Todo era perfecto. Tomamos el taxi y al llegar al aeropuerto nos esperaba una persona que nos metió prisa, ya que todos estaban en el avión y solo faltábamos nosotros. Me sentí alegre, ¡Uff, menos mal! –Me dije- ¡Llegamos a alcanzar el vuelo! No nos perderíamos de disfrutar esos días. ¡Era grandioso!
La persona que nos esperaba me ayudó tomando las maletas para llevarlas al avión. Desde la entrada se los veía a todos muy sentaditos con su cinto de seguridad puesto. Parecía como un gran salón lleno de estudiantes obedientes. El avión era enorme, podías caminar por todos lados y tenías espacio hasta para bailar. ¡Qué emocionante!
La muchacha me devolvió las maletas, para que acomodara mi equipaje. En el momento que intento cruzar la puerta, se me atoraron en ella.
Así que pensé en que sola no podría, que necesitaba ayuda. Llamé a mi esposo.
—¿Me puedes ayudar con las maletas, por favor?
—¿Yo? —Me respondió con soltura— ¡Nooooooooo!
—¿Qué? —Respondí azorada.
Voltee a mirarle, porque no podía creer su actitud. Todos sabían que éramos los “recién casados”. Sentí un frío helado recorriéndome todo el cuerpo.

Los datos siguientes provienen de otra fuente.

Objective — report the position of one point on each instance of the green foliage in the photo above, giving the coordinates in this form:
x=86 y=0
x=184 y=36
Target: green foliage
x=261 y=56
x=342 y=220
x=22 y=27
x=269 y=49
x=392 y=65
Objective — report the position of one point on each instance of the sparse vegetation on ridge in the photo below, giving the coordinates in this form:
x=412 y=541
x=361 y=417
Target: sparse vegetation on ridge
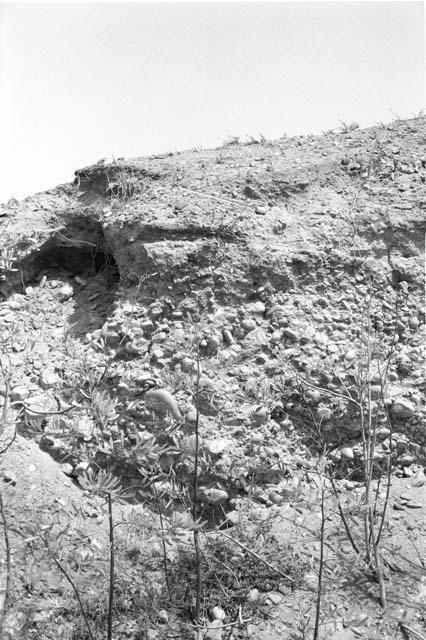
x=212 y=420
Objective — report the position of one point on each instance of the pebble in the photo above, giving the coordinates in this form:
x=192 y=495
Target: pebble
x=347 y=452
x=215 y=496
x=217 y=613
x=214 y=630
x=413 y=322
x=67 y=468
x=273 y=598
x=406 y=460
x=290 y=334
x=248 y=324
x=233 y=518
x=48 y=379
x=324 y=413
x=403 y=408
x=261 y=416
x=64 y=293
x=218 y=445
x=253 y=595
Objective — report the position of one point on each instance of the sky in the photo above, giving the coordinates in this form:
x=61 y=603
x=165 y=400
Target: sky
x=83 y=81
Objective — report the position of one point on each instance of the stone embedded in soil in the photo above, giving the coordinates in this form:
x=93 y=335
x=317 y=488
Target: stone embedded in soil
x=412 y=504
x=253 y=595
x=215 y=496
x=218 y=445
x=217 y=613
x=214 y=630
x=403 y=408
x=67 y=468
x=233 y=518
x=64 y=293
x=273 y=598
x=248 y=324
x=347 y=452
x=48 y=379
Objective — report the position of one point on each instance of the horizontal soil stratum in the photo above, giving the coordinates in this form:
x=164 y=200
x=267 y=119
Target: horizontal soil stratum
x=231 y=341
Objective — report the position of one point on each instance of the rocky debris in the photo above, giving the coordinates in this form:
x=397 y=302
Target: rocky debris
x=267 y=279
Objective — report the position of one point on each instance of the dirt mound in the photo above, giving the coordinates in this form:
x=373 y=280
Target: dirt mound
x=288 y=270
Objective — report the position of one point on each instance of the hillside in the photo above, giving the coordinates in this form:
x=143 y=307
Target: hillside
x=269 y=294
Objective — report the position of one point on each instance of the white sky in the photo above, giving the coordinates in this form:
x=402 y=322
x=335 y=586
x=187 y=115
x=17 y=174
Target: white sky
x=82 y=81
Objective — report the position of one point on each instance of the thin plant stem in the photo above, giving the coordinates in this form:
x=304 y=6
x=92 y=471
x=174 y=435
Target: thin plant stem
x=111 y=567
x=74 y=588
x=321 y=568
x=163 y=543
x=8 y=565
x=255 y=555
x=342 y=515
x=195 y=504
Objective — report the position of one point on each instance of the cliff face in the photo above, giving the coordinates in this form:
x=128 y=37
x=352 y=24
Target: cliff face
x=281 y=260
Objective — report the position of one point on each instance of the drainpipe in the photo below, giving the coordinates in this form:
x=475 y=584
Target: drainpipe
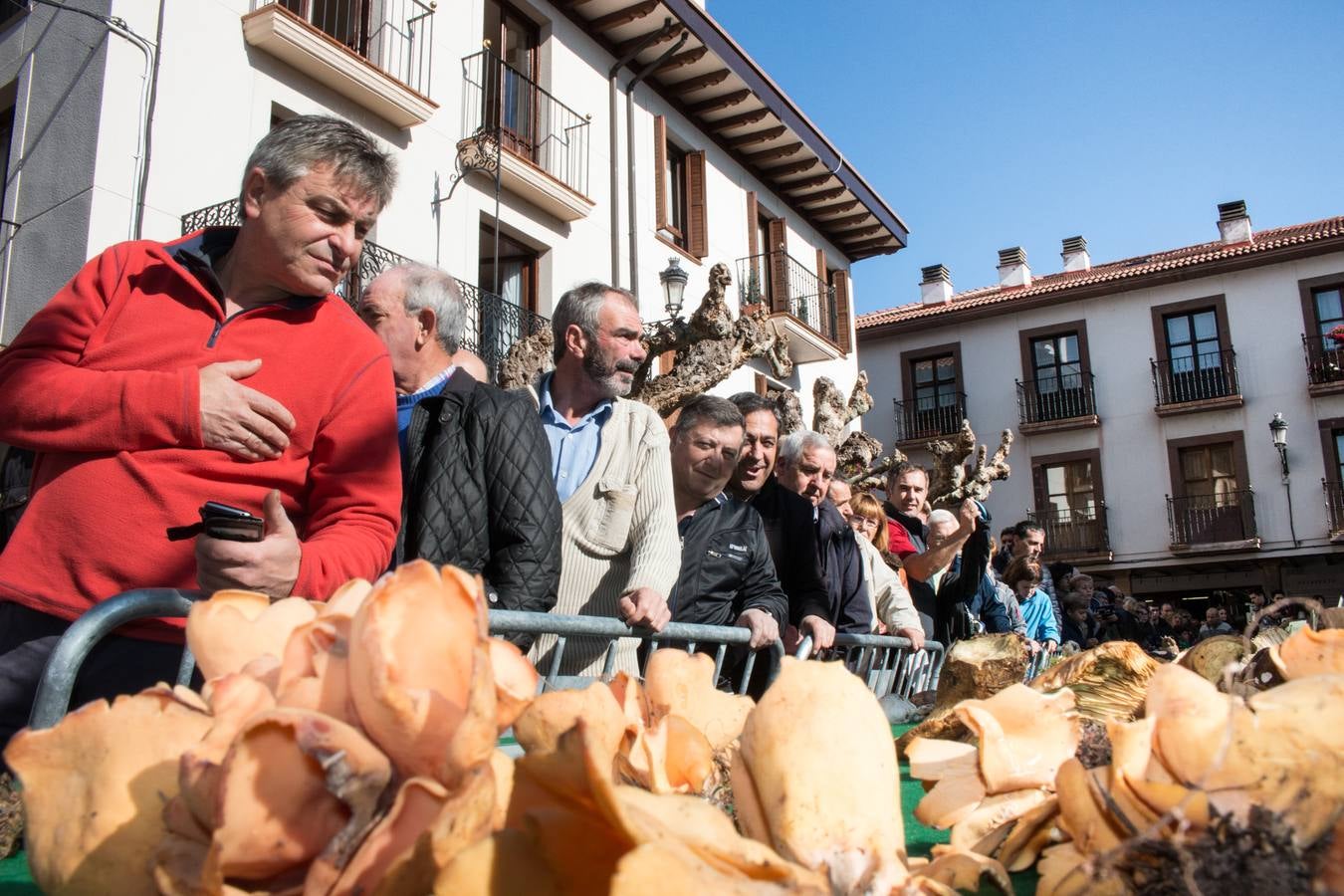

Pero pronto deseché la mala impresión, pensé que todo había sido tan sólo una broma de mi nuevo galán. Así que le dije de nuevo...
—Vamos, ¿me ayudas?
—¡Ya te dije que no! —Confirmó tajante.
En cuanto terminaron de retumbar sus palabras en mi incrédula mente, un hombre muy amable se levanto del asiento y me dijo:
—Señora, ¿quiere que le ayude?
Antes de contestar, me volví hacia él, a mirar a mi “macho” y tan solo con la expresión implícita en sus grandes y enfurecidos ojos, me dejó claro que: “yo era culpable de lo que había pasado”. Puedo confesar que no supe que hacer. Así que le agradecí tímidamente al buen hombre, aclarando que tan sólo una maleta, la otra me la quedaría yo. Continué por el pasillo en busca de mi asiento y la azafata me salió al paso aludiendo que, como llegamos tarde nos tocaría en asientos diferentes. Con tan mala suerte, que me toco junto a un señor y no con una señora.